Afrik.com : Vous dites que vous vous êtes toujours arrangé pour ne « jamais être le noir de service », c’est à dire …

Flammarion Olomo :
[[Cet entretien a été réalisé avant la crise des banlieues en France]] C’est-à-dire ne pas me conformer à l’image qu’ils avaient de moi. C’est par exemple ne pas défiler en maillot de bain sous prétexte que les Noirs ont une belle musculature. J’ai toujours refusé de faire des photos de nu et j’ai toujours préféré Smalto tailleur parce qu’eux me témoignaient du respect en me faisant défiler en costume d’autant plus que je le porte bien. Les maisons qui me proposaient de me déshabiller pour elles, j’ai tout simplement refusé de travailler pour elles. Et puis le costume, c’est ce qui me va le mieux – je suis un esthète – et c’est ce que j’ai envie de représenter. Car c’est un vêtement connoté, notamment pour un garçon des cités. Un noir en costume, c’est un avocat, en tout cas quelqu’un de respectable, un modèle de réussite… Quand j’ai rencontré pour la première fois Fabrice Mahabo, le créateur de Black Up (marque de cosmétiques, ndlr), il m’a félicité pour l’image que je véhiculais des Noirs. J’ai été très sensible à cela parce que d’autres le sont quant aux valeurs que j’essaie de défendre. Il y a des avocats, des médecins noirs en France mais on ne les montre jamais. Pourquoi ? Parce que ça dérange ! On nous parle d’intégration, dans un tel contexte, c’est justement de ce type d’images que les jeunes ont besoin. La société est basée sur la communication et l’image. Il y a trop de contradictions aujourd’hui dans la société. On prend et puis on jette… Il n’y pas une véritable communication sur le sujet même parfois de la part des médias africains qui sont galvaudés. Par conséquent, il faut toujours se battre pour arriver à s’imposer. Et moi, je mène ce combat à ma manière.

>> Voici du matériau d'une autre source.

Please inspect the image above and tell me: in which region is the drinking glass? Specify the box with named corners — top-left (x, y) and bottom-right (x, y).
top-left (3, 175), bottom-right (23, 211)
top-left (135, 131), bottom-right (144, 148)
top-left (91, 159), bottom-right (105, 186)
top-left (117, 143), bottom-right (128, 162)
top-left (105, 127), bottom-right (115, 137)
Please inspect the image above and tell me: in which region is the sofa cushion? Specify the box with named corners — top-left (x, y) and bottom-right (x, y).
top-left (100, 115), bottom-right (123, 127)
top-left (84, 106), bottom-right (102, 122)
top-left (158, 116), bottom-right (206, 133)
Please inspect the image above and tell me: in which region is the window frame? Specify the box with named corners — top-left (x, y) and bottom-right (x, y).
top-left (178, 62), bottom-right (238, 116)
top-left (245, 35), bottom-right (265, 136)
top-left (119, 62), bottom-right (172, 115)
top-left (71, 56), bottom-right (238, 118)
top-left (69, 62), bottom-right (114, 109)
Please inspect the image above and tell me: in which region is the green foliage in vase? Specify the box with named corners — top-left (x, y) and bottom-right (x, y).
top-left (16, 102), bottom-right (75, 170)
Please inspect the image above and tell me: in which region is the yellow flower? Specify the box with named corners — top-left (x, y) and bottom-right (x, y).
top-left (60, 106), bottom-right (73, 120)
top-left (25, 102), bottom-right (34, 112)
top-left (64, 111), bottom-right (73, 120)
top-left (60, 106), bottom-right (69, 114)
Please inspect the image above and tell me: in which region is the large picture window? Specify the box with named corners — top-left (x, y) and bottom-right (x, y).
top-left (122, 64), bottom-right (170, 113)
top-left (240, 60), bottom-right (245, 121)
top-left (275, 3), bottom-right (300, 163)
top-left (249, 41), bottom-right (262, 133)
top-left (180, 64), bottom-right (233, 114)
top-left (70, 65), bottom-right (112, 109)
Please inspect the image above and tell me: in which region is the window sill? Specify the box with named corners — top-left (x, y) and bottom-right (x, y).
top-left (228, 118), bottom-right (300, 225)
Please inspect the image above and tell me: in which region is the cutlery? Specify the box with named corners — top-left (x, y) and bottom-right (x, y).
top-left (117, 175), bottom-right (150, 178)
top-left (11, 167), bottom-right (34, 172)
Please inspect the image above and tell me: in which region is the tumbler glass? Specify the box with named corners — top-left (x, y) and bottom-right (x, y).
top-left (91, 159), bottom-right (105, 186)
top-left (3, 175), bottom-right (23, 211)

Afrik.com : Votre avis sur la mode africaine…

Flammarion Olomo :
Je pense qu’elle est très créative, mais aujourd’hui elle a besoin d’investisseurs, d’où la nécessité de multiplier les évènements relatifs à la mode. Les plus grosses économies mondiales aujourd’hui reposent sur des grands groupes comme LVMH (groupe français présent dans la mode et le luxe, ndlr). La mode semble futile mais elle rapporte gros tout en participant à la culture d’un continent. Les investisseurs africains devraient aider les créateurs africains à se développer et à vivre de leur art. Plutôt que d’acheter 10 costumes Smalto, je leur conseillerai d’en acheter la moitié et d’investir dans la mode africaine. Les Africains pourraient tout aussi bien habiller les Européens s’ils arrivent à réaliser des produits de qualité, ce qui n’est pas encore véritablement le cas.

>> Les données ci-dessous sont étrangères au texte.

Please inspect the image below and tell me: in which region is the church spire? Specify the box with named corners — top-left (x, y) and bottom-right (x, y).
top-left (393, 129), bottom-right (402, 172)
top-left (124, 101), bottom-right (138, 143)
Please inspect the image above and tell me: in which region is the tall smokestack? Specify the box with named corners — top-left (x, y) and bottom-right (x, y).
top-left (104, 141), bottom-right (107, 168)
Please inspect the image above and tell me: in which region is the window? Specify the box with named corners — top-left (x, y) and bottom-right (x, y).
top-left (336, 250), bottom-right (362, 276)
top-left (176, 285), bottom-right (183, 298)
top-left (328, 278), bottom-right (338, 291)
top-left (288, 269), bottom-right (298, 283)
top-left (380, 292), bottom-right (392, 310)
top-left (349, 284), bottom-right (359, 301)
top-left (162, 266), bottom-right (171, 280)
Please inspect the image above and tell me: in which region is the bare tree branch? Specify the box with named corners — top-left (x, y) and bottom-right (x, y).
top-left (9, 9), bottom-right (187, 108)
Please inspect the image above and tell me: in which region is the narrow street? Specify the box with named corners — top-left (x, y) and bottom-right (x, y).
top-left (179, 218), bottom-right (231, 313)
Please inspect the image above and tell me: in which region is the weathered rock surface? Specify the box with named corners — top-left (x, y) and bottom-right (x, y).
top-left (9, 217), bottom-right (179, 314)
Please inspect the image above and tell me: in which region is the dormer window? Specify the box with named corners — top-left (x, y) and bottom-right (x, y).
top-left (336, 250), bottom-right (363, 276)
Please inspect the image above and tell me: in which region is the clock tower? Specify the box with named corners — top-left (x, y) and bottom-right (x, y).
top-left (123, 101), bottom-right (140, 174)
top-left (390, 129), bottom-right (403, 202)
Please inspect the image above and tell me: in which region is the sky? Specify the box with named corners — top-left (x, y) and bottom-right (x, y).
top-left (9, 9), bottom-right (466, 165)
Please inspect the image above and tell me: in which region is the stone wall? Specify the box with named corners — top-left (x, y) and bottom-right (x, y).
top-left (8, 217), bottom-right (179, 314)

Afrik.com : Que vous inspire toute cette tendance ethnique ?

Flammarion Olomo :
Que du bien ! Ça colore un peu la vie des gens. Les vêtements ethniques marchent beaucoup aux Etats-Unis parce qu’il y a une vraie volonté de retour aux sources.

Afrik.com : A part bien évidemment, les costumes Smalto, qu’est-ce que Flammarion Olomo aime porter ?

Flammarion Olomo :
Flammarion Olomo aime porter Smalto jusqu’à ce qu’il crée sa propre marque. Pour l’instant, Smalto est la seule marque qui me convainc.

Afrik.com : Qu’est-ce qui vous maintient en forme ?

Flammarion Olomo :
Le sport, la natation, c’est bon pour le corps et la tête. Car, même s’il n’y paraît pas, j’ai un métier stressant parce qu’il y des objectifs à atteindre.